8.3: Halogenering van Alkenen – Additie van X₂
Inleiding
Een halogeen molecuul, bijvoorbeeld Br2, nadert een dubbele binding van het alkeen, elektronen in de dubbele binding stoten elektronen in het broommolecuul af waardoor polarisatie van de halogeen-halogeen binding optreedt. Hierdoor ontstaat een dipoolmoment in de halogeen-halogeenbinding. Heterolytische bindingsplitsing treedt op en een van de halogenen krijgt een positieve lading en reageert als een elektrofiel. De reactie van de additie is niet regioselectief maar wel stereoselectief. De stereochemie van deze additie kan worden verklaard door het mechanisme van de reactie. In de eerste stap benadert het elektrofiele halogeen (met de positieve lading) de pi-binding en de 2p-banen van de halogeenbinding met twee koolstofatomen, waardoor een cyclisch ion ontstaat met een halogeen als tussenproduct. In de tweede stap valt het overblijvende halogeenion (halogeen met de negatieve lading) één van de twee koolstofatomen in het cyclische ion aan vanaf de achterkant van de cyclus, zoals in de SN2-reactie. Daarom is de stereochemie van het product een antiadditie van vicinale dihaliden.

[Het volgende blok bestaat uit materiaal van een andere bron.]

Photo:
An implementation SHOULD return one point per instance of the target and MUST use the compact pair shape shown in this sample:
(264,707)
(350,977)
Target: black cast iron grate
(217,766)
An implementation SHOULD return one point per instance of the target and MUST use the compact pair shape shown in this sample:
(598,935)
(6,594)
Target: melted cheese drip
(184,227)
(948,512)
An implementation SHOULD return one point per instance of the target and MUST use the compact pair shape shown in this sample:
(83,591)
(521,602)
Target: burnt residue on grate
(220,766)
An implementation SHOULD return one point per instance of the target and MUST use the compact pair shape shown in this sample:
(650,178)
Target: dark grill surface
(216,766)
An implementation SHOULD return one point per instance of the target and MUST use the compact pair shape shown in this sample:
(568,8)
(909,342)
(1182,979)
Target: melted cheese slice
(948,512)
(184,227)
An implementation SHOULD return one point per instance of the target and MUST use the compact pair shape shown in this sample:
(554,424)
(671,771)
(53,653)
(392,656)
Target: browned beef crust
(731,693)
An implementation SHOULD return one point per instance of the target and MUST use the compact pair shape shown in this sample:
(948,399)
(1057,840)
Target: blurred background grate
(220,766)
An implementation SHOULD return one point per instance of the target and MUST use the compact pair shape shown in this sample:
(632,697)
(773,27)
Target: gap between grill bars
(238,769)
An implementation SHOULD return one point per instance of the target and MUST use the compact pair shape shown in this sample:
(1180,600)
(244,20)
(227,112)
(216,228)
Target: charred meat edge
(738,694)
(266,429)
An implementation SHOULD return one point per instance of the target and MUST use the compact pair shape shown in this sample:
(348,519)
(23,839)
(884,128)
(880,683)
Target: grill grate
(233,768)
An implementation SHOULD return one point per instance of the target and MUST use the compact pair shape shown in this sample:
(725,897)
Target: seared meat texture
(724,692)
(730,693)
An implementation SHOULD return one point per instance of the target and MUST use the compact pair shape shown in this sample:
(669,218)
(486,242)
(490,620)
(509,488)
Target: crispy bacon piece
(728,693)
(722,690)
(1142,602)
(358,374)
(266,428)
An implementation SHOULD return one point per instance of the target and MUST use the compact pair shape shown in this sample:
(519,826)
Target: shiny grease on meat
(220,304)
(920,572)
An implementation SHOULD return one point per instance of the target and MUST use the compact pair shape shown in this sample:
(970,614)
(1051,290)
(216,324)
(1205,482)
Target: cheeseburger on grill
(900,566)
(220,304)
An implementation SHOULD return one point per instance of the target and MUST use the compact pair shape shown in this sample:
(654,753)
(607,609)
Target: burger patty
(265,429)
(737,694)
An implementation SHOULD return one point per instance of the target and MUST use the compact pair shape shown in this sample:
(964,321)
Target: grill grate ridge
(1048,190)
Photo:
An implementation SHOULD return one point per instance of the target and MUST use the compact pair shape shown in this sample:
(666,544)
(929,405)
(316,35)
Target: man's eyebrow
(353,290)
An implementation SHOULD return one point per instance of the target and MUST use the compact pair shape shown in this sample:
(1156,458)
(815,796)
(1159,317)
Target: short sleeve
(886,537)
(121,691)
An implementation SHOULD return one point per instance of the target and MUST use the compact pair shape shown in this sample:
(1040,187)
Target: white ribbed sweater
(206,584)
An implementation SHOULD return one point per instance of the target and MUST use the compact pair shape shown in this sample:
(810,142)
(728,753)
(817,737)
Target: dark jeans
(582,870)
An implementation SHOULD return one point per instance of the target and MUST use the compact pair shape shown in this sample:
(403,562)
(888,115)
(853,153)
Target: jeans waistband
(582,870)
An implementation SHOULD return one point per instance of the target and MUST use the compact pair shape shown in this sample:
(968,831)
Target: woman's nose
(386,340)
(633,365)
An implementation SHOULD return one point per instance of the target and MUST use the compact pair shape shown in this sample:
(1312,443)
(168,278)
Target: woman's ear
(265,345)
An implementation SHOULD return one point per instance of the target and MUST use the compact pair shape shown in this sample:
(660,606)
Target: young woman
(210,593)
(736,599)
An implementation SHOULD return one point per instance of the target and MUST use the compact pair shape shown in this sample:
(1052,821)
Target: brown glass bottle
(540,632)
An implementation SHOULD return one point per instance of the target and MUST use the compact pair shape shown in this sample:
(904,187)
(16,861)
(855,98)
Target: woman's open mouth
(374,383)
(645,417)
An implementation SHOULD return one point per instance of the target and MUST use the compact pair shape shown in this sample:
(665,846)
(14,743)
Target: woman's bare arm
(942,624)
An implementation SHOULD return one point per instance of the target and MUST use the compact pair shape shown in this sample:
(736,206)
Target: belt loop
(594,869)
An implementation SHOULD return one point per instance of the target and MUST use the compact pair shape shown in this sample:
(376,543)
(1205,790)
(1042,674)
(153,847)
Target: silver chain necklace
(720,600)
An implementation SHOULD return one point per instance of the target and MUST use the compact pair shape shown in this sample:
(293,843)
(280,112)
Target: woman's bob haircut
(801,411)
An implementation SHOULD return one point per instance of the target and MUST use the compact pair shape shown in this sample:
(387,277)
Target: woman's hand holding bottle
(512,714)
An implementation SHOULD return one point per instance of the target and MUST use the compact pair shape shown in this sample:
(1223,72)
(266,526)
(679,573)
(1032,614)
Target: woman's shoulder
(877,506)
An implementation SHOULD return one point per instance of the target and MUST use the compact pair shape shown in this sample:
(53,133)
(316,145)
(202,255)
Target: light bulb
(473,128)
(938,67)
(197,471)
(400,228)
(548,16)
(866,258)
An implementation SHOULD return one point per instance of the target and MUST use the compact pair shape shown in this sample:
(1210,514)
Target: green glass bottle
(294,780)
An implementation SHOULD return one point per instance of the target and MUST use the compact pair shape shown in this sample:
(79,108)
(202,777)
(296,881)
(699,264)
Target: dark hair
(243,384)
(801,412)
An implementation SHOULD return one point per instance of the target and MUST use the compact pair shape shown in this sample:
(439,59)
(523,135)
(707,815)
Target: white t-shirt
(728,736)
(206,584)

Stap 1: In de eerste stap van de additie polariseert de Br-Br binding, er treedt heterolytische splitsing op en Br met de positieve lading vormt een cyclisch tussenproduct met de twee koolstaven uit het alkeen.
Stap 2: In de tweede stap valt het bromide-anion vanaf de achterkant van de ring één van beide koolstaven van het gebrugde bromoniumion aan. De ring opent zich en twee halogenen hebben antistereochemie.
Halogenen die veel gebruikt worden bij dit type van de reactie zijn: \Br en Cl. Thermodynamisch gezien is I te langzaam voor deze reactie vanwege de grootte van zijn atoom, en F is te krachtig en explosief.
Omdat het halogenide-ion elke koolstof aan de andere kant van de ring kan aanvallen, ontstaat er een mengsel van sterische producten. Optisch inactief uitgangsmateriaal levert optisch inactieve achirale producten (meso) of een racemisch mengsel.